Elías Elexpe se encontraba esa tarde en su domicilio escuchando las noticias de las ocho de la tarde en Radio Nacional, cuando alguien llamó a la puerta. Nada más abrir, un pistolero de la banda le descerrajó dos tiros que le provocaron la muerte en el acto. La Policía recogió posteriormente dos casquillos de bala del calibre 9 milímetros parabellum, marca FN.

ETA militar reivindicó el 26 de noviembre el asesinato de Elías Elexpe, mediante un comunicado enviado a diversos medios de comunicación bilbaínos en el que acusaba al taxista asesinado de ser “colaborador de las fuerzas represivas y confidente” (Diario 16, 28/11/1978). En la misma nota, la banda terrorista se atribuía el atentado contra el Bar París de Sopelana (Vizcaya), ocurrido un día antes del asesinato del taxista, y otro llevado a cabo días antes en Villafranca de Ordicia contra el coche y el domicilio de la familia Apellániz, como advertencia a sus propósitos de trasladar la fábrica de su propiedad fuera del País Vasco.

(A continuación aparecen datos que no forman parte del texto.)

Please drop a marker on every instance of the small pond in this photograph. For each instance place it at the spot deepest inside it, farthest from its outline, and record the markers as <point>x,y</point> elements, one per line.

Elías Elexpe Astondoa tenía 56 años. Estaba casado y tenía dos hijas, Pilar y Edurne. Natural de la localidad vizcaína de Aránzazu, en el valle de Arratia, era euskaldún, igual que toda su familia. Ésta comentó que Elías era de ideología de derechas, pero sin pertenecer a ningún partido concreto. Por este motivo había sido amenazado en varias ocasiones, por lo que no solía abrir la puerta de su domicilio sin identificar previamente al visitante. Por ello se barajó la hipótesis de que Elías conociese a su asesino. El funeral por su alma tuvo lugar el 26 de noviembre en la parroquia de los Padres Pasionistas del barrio de Euba (Amorebieta).